В планах на сегодняшний вечер у Ильина была встреча с этим информатором, который второй день названивал и настаивал на личной встрече, отказываясь передать информацию по телефону. Ильин понимал, что столь горячее стремление к личной встрече объяснялось банальнейшим образом: изобретение Александра Белла не позволяло клянчить хоть какие-то денежки за информацию. Вернее, клянчить позволяло – не позволяло получать. А так как лишь второе обстоятельство в глазах информатора одухотворяло и наделяло смыслом их сотрудничество, то телефон превращал его в занятие бездуховное, практически безнравственное. Авторы учебников и наставлений по оперативно-розыскной деятельности почему-то придерживались иной точки зрения, считая, что наиболее ценными информаторами являются лица, которые свою цель в сотрудничестве с оперативными подразделениями видят в искоренении преступности. Ильину с информаторами не везло.

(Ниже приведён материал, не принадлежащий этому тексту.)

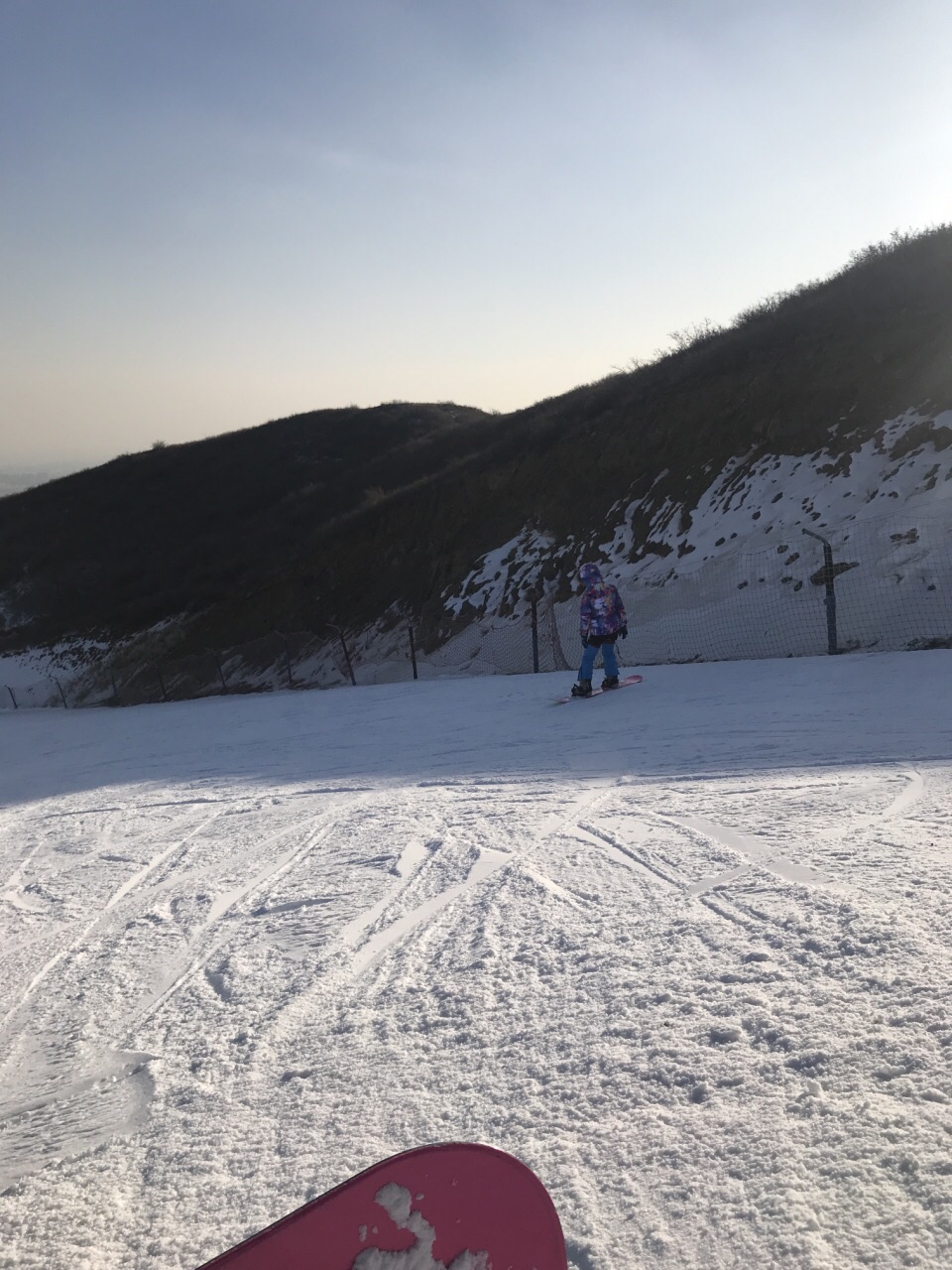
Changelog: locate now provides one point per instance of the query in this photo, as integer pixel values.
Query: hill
(343, 516)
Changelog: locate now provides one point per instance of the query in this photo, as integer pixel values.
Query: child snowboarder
(602, 621)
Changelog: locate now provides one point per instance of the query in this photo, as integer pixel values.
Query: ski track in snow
(702, 996)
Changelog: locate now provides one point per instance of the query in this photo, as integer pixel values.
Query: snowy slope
(731, 572)
(684, 951)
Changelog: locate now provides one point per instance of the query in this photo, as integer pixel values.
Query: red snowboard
(597, 693)
(451, 1206)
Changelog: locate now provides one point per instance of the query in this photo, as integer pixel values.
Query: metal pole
(347, 656)
(287, 657)
(830, 597)
(221, 674)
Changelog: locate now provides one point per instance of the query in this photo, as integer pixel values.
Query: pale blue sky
(216, 212)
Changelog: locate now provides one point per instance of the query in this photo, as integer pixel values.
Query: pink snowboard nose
(451, 1206)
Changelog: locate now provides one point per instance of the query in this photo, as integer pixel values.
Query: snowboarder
(602, 621)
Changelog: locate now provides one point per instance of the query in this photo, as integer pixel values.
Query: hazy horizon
(217, 217)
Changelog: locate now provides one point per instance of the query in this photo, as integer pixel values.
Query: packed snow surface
(684, 949)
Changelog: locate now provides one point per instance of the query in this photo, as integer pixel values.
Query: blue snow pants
(588, 661)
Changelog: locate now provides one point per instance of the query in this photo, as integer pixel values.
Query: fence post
(221, 674)
(830, 597)
(347, 656)
(535, 634)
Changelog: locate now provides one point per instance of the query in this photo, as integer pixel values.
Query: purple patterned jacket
(602, 608)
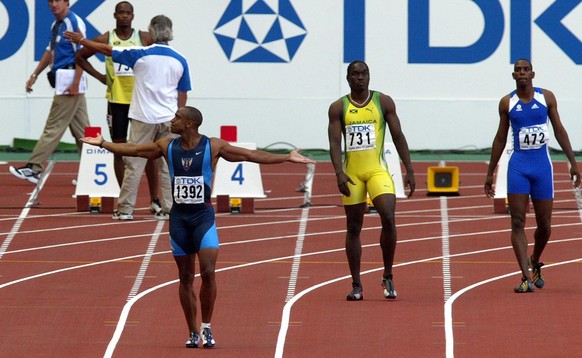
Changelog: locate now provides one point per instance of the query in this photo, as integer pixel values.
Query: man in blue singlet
(526, 111)
(192, 158)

Как и всем остальным известным ему операм. Мотивы у разных информаторов были разные, но никогда мотивом не было желание искоренения. Ну, разве только где-то глубоко в душе…
Пришлось ехать сейчас же.
Информатор нервничал:
– Вот уже два дня вас дожидаюсь! – в его голосе слышались одновременно и укор, и заискивание.

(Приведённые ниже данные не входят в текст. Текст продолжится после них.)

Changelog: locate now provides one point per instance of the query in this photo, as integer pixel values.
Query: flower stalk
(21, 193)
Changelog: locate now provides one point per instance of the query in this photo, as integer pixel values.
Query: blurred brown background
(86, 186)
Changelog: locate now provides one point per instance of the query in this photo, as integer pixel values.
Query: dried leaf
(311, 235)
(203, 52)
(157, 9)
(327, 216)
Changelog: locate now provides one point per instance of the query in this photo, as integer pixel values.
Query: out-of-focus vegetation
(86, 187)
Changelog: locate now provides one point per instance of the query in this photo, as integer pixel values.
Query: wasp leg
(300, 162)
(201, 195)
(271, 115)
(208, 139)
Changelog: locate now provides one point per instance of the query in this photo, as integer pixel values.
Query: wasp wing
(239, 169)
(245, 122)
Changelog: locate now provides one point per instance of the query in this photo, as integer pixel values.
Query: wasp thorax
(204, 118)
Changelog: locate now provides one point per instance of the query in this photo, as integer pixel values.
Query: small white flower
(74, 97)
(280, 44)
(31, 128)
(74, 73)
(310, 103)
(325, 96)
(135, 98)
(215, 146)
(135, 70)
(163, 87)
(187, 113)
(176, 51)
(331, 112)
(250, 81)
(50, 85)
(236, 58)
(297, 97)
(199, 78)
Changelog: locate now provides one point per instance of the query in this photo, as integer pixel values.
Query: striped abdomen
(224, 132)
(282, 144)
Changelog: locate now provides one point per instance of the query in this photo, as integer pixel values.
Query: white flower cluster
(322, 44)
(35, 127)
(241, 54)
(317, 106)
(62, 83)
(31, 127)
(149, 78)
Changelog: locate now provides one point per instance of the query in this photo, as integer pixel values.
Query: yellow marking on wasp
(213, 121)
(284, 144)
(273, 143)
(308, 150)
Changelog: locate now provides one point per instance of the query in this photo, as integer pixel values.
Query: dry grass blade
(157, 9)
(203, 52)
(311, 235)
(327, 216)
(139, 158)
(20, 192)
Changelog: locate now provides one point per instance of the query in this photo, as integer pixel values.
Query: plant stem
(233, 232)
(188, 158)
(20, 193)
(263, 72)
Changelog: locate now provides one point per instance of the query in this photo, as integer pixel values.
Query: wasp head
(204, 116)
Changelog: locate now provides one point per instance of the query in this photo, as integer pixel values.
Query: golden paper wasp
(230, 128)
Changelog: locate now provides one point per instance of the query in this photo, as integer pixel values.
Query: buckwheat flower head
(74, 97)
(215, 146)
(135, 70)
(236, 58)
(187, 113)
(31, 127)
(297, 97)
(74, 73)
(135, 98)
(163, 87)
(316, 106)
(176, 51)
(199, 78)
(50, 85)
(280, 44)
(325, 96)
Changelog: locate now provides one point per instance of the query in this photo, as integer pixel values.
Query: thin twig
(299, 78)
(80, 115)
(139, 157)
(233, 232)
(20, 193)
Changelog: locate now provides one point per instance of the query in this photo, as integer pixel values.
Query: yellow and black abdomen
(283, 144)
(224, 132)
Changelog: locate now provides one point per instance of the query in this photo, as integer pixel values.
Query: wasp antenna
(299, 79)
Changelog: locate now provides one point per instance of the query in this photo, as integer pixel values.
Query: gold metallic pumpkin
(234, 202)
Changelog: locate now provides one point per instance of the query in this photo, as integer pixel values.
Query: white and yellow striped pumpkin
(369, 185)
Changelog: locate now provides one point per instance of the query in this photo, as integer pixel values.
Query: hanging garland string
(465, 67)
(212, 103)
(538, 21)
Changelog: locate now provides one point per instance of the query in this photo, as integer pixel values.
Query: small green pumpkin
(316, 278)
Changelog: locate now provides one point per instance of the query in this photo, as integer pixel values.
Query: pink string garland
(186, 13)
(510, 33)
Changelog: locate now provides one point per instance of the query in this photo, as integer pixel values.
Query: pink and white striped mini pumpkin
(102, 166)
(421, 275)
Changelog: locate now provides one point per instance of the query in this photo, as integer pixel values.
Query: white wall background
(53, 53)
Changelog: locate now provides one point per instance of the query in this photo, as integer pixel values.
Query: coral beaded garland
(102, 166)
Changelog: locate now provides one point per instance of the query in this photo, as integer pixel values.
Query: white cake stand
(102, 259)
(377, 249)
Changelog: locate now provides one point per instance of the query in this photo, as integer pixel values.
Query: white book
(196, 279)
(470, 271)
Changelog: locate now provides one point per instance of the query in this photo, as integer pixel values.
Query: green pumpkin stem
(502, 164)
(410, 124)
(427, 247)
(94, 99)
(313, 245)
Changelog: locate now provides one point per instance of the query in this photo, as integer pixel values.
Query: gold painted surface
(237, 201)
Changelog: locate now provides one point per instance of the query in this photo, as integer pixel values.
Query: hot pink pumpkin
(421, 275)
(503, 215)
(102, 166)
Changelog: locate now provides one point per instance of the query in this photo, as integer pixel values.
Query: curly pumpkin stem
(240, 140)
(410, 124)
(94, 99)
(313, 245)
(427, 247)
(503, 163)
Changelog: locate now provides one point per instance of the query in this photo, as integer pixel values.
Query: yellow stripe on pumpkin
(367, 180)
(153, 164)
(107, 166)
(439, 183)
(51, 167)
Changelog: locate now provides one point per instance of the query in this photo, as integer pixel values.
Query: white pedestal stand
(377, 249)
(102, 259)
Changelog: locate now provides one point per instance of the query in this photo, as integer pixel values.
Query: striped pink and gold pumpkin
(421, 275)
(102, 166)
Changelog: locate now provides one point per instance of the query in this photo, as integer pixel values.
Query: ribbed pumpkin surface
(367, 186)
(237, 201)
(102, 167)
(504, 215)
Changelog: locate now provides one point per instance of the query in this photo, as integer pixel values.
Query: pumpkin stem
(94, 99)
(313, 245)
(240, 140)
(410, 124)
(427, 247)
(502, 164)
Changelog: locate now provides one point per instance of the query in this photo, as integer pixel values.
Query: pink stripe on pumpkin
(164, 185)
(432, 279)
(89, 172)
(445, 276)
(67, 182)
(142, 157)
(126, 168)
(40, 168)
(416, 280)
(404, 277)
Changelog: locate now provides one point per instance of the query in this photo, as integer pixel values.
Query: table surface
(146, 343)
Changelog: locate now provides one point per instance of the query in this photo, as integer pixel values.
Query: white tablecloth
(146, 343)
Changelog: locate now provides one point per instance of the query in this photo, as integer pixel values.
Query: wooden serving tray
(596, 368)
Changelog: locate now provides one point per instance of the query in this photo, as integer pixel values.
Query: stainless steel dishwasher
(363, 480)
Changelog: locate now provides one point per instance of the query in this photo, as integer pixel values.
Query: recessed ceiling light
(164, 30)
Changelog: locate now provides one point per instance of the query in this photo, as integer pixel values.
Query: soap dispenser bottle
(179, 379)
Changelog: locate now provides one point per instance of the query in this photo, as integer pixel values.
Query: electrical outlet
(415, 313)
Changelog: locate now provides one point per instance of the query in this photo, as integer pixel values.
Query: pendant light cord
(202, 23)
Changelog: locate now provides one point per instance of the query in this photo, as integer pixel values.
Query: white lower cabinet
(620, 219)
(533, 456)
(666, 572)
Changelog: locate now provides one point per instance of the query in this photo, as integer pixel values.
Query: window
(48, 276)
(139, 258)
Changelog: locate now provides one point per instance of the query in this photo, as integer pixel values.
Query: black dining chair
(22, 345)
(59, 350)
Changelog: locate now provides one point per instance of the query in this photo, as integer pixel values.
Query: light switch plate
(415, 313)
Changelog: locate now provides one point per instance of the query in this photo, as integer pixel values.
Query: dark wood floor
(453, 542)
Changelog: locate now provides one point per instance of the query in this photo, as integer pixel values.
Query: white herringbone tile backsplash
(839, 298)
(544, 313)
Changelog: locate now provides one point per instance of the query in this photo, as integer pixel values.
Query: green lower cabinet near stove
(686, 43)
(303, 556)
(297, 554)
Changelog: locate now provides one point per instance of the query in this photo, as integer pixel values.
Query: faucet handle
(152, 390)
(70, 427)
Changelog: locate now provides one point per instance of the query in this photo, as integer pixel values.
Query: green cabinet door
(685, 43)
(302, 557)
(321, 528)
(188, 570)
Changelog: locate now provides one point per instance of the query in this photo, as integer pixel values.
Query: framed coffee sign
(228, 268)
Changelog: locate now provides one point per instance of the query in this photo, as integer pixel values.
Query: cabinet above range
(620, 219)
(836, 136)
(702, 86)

– Надеюсь, что-то очень важное? – деловито спросил Ильин.
– Так сами же просили сообщать, когда в районе кто-то новый появится, вот я трубку и оборвал.
А потом он поведал, что уже несколько раз встречал странного типа в районе станции Пумпури. Незнакомец показался ему «из судимых», и поэтому информатор решил с ним «потереть». Сумел разговорить. Тот действительно оказался ранее судимым. Из Литвы. Назвался Дариусом и сказал, что дома у него надзор после «отсидки», но есть причины, по которым он вынужден был уехать. Уехал сюда. В Латвию, в Юрмалу. Больше о себе ничего не рассказывает. Живет где-то в Пумпури, в пустующем пионерлагере. Вернее, прячется. И живет там, похоже, уже давно. Месяца два. Может и больше.

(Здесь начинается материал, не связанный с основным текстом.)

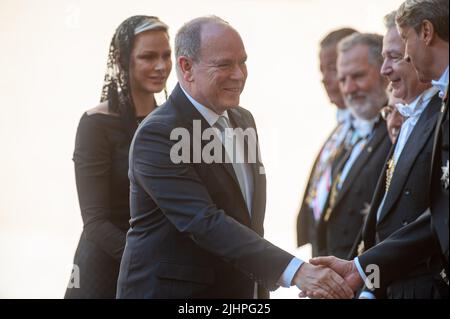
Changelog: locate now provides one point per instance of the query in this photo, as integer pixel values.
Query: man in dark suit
(405, 251)
(197, 212)
(320, 179)
(356, 176)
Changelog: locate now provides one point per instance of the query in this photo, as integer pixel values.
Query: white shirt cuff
(289, 273)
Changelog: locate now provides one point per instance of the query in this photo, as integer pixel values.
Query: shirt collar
(442, 83)
(209, 115)
(364, 128)
(416, 107)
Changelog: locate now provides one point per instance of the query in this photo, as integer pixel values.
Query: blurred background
(53, 58)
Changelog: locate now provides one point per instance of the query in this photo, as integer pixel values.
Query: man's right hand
(321, 282)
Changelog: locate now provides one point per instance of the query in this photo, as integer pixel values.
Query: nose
(160, 65)
(407, 58)
(349, 86)
(239, 72)
(386, 68)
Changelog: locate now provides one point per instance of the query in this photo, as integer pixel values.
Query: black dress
(101, 171)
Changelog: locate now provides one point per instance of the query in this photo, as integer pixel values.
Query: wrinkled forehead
(220, 39)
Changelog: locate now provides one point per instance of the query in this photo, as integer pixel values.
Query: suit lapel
(369, 227)
(419, 137)
(437, 132)
(379, 135)
(239, 121)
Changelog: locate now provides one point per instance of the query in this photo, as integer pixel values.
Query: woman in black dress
(139, 64)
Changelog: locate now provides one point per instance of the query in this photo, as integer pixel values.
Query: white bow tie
(441, 86)
(406, 110)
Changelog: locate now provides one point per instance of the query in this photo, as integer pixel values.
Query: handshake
(328, 277)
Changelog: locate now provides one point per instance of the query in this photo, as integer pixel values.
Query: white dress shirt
(442, 83)
(412, 112)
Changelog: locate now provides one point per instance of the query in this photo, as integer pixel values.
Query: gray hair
(389, 20)
(188, 38)
(413, 12)
(373, 41)
(332, 38)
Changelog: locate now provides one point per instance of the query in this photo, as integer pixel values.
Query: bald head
(189, 38)
(211, 62)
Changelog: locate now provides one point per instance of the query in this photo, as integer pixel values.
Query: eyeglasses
(386, 111)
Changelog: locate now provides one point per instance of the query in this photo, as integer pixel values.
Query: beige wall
(53, 55)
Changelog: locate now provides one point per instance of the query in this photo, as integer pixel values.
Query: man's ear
(185, 65)
(427, 32)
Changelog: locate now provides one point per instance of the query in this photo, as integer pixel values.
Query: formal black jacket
(191, 233)
(306, 224)
(338, 231)
(101, 168)
(407, 199)
(439, 189)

– Он ненормальный. Псих, и опасный, я это чувствую. Глаза у него какие-то больные. Зыркает ими влево-вправо, а потом вдруг на тебя посмотрит, прямо как волк. И не поймешь – то ли он с тобой разговаривает, потому что тоскливо ему без людей жить и в огородах прятаться, то ли наоборот, люди ему мешают, и он тебе зубы заговаривает, чтобы незаметно на пику насадить. Опасный он, очень опасный. И он точно не в себе, чистый псих, на голову больной.
Из информатора удалось вытянуть еще, что Дариус часы продавал по дешевке, украл, наверное. Часы он называл женскими, хотя марки они «командирские». Псих, он псих и есть. Живет на то, что ворует по сараям и гаражам. Что стащит из инструмента, то продает строителям-шабашникам. Рассказывал о планах, что собирается тоже через неделю-другую отсюда уезжать, думает податься где потеплее. А для этого деньги нужны. Спрашивал какую-нибудь наводочку.
Ильин оформил необходимые бумаги и заплатил немного, пришлось из своих денег, так как в июне оперативные начальник еще не раздавал: последний месяц отчетного периода – берег. Сумма информатора не воодушевила, и он с надеждой на прибавку вслед Ильину добавил: «А еще он говорит, что у него есть какие-то кроличьи шкуры, которые он сам выделал. А мясо съел…»
Ильин вышел, поблагодарив за информацию – больше денег он все равно дать не мог, поэтому продолжать известную байку о том, что «кролики – это не только ценный мех…», он не стал.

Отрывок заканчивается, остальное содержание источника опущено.